Angehörige fragen sich wann der richtige Zeitpunkt ist um das von ihnen geführte Tagebuch – gemeinsam mit dem oder der PatientIn – zu lesen. Wichtig zu wissen ist: Es gibt keinen bestimmten Zeitpunkt, an dem es am besten für den/die PatientIn ist, das Tagebuch zu lesen. Nicht alle PatientInnen wollen das Tagebuch gleich lesen. Manche wollen es nie lesen. Wichtig ist es dennoch, den richtigen Zeitpunkt abzupassen, denn eine Konfrontation mit den teilweise traumatisierenden Ereignissen muss in jedem Fall vermieden werden.

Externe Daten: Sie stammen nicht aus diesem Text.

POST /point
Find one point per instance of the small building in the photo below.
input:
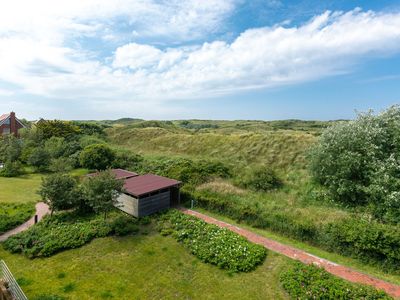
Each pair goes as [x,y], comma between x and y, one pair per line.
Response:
[147,194]
[144,195]
[10,124]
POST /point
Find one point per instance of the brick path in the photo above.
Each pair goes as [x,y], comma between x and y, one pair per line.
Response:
[42,209]
[331,267]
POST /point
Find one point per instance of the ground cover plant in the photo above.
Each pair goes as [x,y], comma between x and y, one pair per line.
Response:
[212,244]
[310,282]
[14,214]
[67,231]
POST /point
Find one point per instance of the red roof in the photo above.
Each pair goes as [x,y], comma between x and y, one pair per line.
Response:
[141,185]
[2,117]
[119,174]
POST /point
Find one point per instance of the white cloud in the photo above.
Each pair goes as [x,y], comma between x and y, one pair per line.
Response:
[37,54]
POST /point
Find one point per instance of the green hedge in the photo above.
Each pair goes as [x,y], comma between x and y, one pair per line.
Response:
[368,240]
[212,244]
[310,282]
[14,214]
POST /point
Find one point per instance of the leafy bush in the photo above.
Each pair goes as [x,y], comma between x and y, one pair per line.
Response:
[97,157]
[57,233]
[125,225]
[11,169]
[214,245]
[310,282]
[371,241]
[14,214]
[261,179]
[359,162]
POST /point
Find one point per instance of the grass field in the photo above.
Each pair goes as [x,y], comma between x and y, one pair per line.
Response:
[20,189]
[141,267]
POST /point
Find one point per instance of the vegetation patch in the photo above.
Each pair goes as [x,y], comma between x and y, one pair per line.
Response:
[212,244]
[65,231]
[14,214]
[310,282]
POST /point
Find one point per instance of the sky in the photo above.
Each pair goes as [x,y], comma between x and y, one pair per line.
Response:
[214,59]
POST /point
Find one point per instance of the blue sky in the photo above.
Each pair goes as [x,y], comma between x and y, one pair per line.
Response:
[232,59]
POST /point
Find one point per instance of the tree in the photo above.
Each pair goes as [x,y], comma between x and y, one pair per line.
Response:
[359,162]
[39,159]
[59,192]
[101,191]
[97,157]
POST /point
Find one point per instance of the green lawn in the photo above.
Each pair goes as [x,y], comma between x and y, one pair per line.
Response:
[20,189]
[141,267]
[337,258]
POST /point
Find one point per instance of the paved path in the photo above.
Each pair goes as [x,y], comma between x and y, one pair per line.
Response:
[42,209]
[338,270]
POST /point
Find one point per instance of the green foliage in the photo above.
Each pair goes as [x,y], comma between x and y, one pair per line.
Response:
[364,239]
[310,282]
[61,165]
[359,162]
[97,157]
[11,169]
[214,245]
[39,159]
[127,160]
[371,241]
[59,191]
[261,179]
[57,233]
[188,171]
[56,128]
[125,225]
[101,191]
[14,214]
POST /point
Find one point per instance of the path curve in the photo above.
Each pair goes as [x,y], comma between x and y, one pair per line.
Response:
[294,253]
[42,209]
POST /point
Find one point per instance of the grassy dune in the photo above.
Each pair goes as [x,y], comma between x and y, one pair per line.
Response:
[280,149]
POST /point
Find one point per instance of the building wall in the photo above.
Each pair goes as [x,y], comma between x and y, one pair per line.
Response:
[144,206]
[154,203]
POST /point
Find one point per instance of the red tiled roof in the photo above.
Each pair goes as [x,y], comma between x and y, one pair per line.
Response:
[2,117]
[119,174]
[144,184]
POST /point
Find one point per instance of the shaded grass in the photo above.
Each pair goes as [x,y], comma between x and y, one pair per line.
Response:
[142,267]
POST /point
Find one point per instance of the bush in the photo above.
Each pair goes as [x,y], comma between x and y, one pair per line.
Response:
[310,282]
[212,244]
[261,179]
[125,225]
[11,169]
[192,172]
[14,214]
[359,162]
[370,241]
[97,157]
[57,233]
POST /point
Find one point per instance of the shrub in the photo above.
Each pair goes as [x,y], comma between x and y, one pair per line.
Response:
[14,214]
[97,157]
[57,233]
[214,245]
[310,282]
[371,241]
[358,162]
[11,169]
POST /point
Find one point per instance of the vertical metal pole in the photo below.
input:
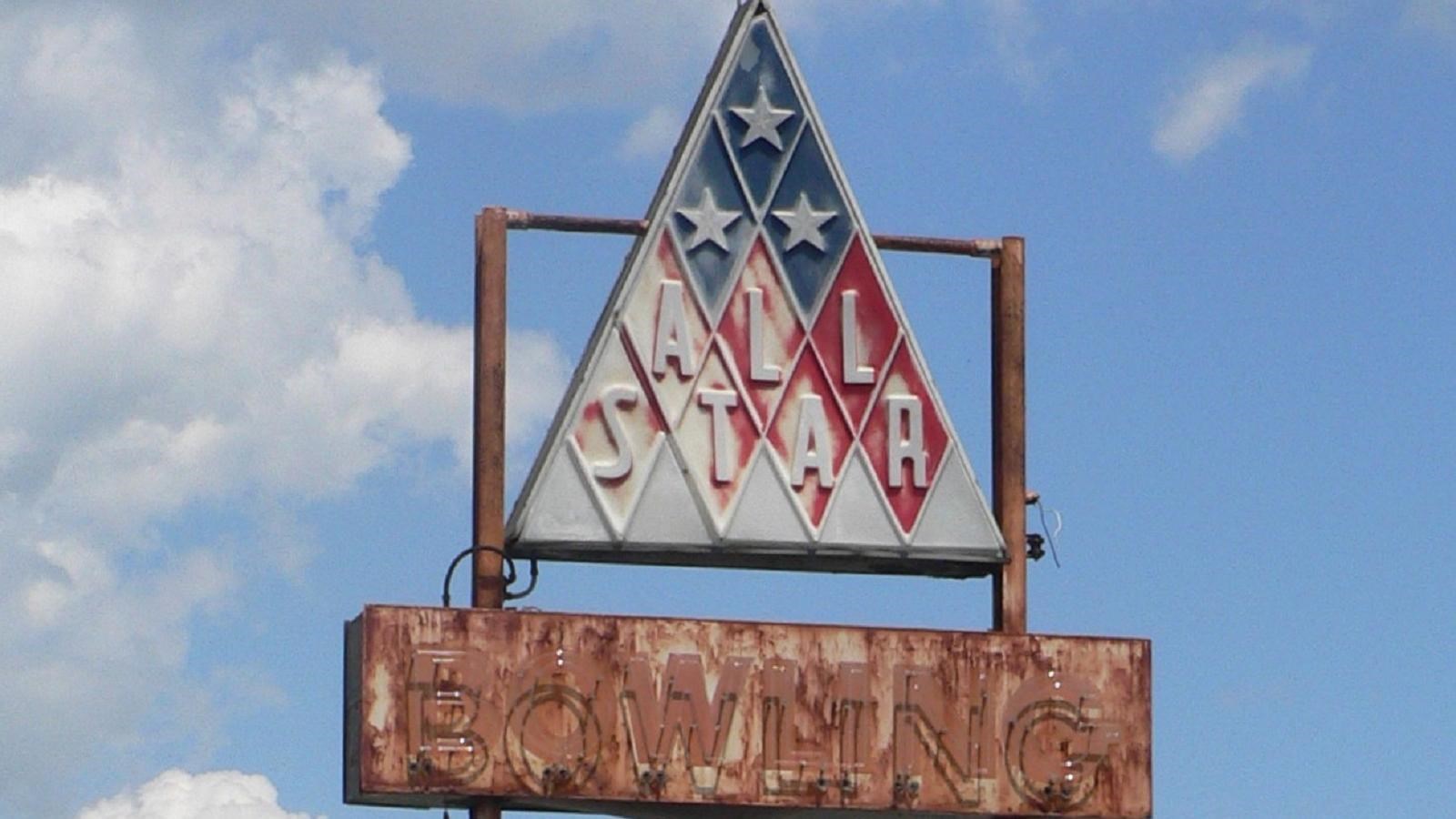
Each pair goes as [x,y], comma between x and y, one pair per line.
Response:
[1009,430]
[488,519]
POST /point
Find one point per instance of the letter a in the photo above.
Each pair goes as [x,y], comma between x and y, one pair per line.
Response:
[906,448]
[849,341]
[672,339]
[812,443]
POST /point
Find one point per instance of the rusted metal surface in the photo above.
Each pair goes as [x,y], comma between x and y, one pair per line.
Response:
[528,220]
[652,717]
[1009,430]
[488,519]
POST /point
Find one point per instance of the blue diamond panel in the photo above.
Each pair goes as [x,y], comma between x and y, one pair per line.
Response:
[710,187]
[759,73]
[808,266]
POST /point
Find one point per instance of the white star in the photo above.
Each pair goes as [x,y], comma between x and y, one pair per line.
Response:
[708,220]
[763,121]
[804,223]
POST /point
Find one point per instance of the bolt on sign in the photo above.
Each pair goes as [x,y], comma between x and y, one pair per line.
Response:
[753,394]
[654,717]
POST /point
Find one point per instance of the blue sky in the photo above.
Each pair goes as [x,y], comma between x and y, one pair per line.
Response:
[235,290]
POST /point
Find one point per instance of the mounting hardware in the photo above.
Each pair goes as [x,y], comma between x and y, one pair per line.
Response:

Sobald die PatientInnen sich aber für Ihre Erkrankung und den Verlauf auf der Intensivstation zu interessieren beginnen, ist der Zeitpunkt für das erste Lesen günstig. PatientInnen fragen z.B.  „Was war denn los?”, „Wie lange ich bewusstlos?”, „Warum bin ich so schwach?”. Diese Fragen können gute Ausgangspunkte für die gemeinsame Rekonstruktion der Erkrankungsgeschichte mit dem Tagebuch sein.

Idealerweise wird das Tagebuch nicht alleine gelesen, sondern in Begleitung, sei es mit professioneller Hilfe oder mit der Familie. Wir wissen, dass viele PatientInnen beim ersten Lesen sehr berührt sind und deshalb mitunter weinen, weil sie zum ersten Mal begreifen, wie schwer krank sie gewesen sind und was die Angehörigen alles durch gemacht haben.

Dennoch hilft ihnen das Lesen beim Gesunden. Auch sogenannte Flashbacks (unkontrolliertes Wieder-Erleben traumatisierender Ereignisse durch auslösende Situationen wie Geräusche) werden dadurch gelindert. Und scheinbar hilft es auch der Beziehung zwischen Angehörigen und PatientInnen, denn man spricht über diese Zeit der Intensivstation und kann sich über die unterschiedlichen Erfahrungen austauschen. Man wird nicht wieder der oder die Alte, aber man wird eben gesünder und akzeptiert das erlebte Schicksal.

Die Bedeutung des Tagebuchs für Angehörige und Trauernde

Tagebücher werden in der Regel geschrieben, um die Genesung von PatientInnen und Familien zu unterstützen. Tagebücher können aber auch geschrieben werden, um die eigene Erfahrung auf der Intensivstation und die Sorge um eine geliebte Person besser in das eigene Leben zu integrieren. Besonders hilfreich für Angehörige ist ein Tagebuch auch dann, wenn PatientInnen sterben, als Unterstützung im Trauerprozess zur Verarbeitung der eigenen Gefühle und Bewältigung der Trauer. Dabei ist es weniger relevant, was im Tagebuch vorkommt, es gibt dabei kein richtiges oder falsches Tagebuchschreiben. Vielmehr stiftet das Tagebuch einen geschützten Raum der stillen Reflexion, den man immer wieder aufsuchen kann, um die eigenen Gefühle ausdrücken zu können, was im Familien- oder Freundeskreis nach einem schweren Verlust zunächst vielleicht schwer fallen kann.

Kristin ist Teil unseres Teams und hat ihre Gedanken zum Tagebuch und wie ihr das Schreiben als Angehörige geholfen hat – sowohl in der akuten Situation auf der Intensivstation, als auch nach ihrem Verlust ihres Partners – in einem Erfahrungsbericht notiert: Das Tagebuch für meinen Partner.

Hilfe nach der Rehabilitation

Die Rehabilitation nach einem Intensivaufenthalt kann unterschiedlich lange dauern. Manche brauchen nur ein paar Tage, andere Jahre. Je länger jemand auf einer Intensivstation ist und dort beatmet wird, desto länger dauert die Rehabilitation. Im Durchschnitt (!) benötigt ein/e PatientIn nach 48 Stunden Beatmung 9-12 Monate, um wieder rehabilitiert zu werden. Das ist eine lange, anstrengende Zeit. Irgendwann braucht man mehr Hilfe.